Zimbabwe's government forced to give civil servants a cushioning allowance to avoid strike
The financial sector crisis in Zimbabwe has continued without ease, and the government on Monday had to award civil servants, including teachers, a cushioning allowance to avoid strike action. Demands for salary increases have further burdened the treasury, which is already stretched, as it has to provide funds for social-protection mechanisms such as subsidies on maize meal.
“Treasury notes the government’s decision to cushion members of the Public Service Commission from the adverse economic challenges through the awarding of an interim cushioning allowance for January,” said George Guvamatanga, the secretary for the treasury.
He added that the treasury had given concurrence to the “implementation of the cushioning allowance” by awarding a minimum of ZWL400 (about R400) and a maximum of ZWL800 for the respective lowest and highest grades.
Ncube asked for more time to turn-around the financial sector, and also implored Zimbabweans to have confidence in their own currency.
“Zimbabwe is going through a transition and you cannot have silver bullet solutions.
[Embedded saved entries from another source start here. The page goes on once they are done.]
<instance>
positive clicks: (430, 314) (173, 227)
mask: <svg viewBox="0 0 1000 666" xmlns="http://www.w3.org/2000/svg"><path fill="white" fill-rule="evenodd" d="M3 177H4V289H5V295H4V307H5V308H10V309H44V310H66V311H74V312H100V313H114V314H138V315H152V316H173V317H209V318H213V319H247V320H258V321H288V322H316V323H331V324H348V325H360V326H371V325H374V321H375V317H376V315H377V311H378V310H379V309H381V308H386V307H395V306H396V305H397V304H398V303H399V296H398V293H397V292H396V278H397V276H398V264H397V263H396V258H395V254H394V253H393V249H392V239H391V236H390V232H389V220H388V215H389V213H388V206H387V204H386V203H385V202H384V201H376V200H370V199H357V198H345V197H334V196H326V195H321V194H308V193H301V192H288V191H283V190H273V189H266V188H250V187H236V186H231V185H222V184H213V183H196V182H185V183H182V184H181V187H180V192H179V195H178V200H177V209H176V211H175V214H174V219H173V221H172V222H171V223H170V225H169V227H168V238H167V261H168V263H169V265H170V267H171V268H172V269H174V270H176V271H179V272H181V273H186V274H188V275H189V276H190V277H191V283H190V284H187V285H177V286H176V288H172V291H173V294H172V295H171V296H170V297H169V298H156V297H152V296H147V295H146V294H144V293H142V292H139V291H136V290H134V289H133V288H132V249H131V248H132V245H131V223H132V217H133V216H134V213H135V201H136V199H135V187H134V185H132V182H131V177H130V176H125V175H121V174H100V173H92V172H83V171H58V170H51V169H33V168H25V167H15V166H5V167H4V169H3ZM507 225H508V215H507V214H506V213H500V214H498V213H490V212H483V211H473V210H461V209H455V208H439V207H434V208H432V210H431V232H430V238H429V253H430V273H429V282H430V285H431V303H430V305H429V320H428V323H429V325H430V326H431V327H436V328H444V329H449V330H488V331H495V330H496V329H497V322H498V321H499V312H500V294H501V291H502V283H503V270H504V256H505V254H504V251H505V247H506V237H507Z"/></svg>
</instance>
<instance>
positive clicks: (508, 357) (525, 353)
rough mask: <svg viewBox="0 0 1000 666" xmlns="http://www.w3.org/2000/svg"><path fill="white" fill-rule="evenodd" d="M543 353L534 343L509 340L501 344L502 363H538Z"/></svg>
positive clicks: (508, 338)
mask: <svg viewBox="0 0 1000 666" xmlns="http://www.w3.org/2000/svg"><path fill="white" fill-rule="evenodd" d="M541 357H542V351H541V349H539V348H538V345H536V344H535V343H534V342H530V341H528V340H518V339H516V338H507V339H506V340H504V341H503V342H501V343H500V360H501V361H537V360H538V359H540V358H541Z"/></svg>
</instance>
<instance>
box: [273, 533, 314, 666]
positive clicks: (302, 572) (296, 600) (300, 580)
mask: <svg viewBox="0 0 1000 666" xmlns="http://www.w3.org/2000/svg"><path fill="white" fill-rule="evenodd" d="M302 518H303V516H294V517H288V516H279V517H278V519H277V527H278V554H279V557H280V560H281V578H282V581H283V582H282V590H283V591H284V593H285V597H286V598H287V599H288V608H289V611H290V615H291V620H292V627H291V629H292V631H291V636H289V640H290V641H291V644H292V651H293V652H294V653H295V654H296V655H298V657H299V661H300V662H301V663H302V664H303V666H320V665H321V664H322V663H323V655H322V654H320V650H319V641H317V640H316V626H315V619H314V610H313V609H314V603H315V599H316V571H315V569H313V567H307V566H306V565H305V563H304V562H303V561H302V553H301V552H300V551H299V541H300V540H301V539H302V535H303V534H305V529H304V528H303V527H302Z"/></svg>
If you are going through a transition, these things (currency reforms) will take time,” Ncube said.
There has been much criticism of Zimbabwe’s re-introduction of the Zim dollar in 2019, following about 10 years of multiple currencies in operation since the ditching of the local unit after record hyper-inflation in 2009.
“What is required is for citizens to have confidence in their currency but we as the government also have an obligation to ensure that the currency is stable, and once stability is engendered over time, we will see them move away from US dollar-pricing,” said Ncube.
He added: “It will take time and we have done everything in the past few months. We have done everything we can.”
On the official interbank market, the Zim dollar was trading at 1.17 against the greenback, while on parallel markets it had surged to 1.23 to the US dollar.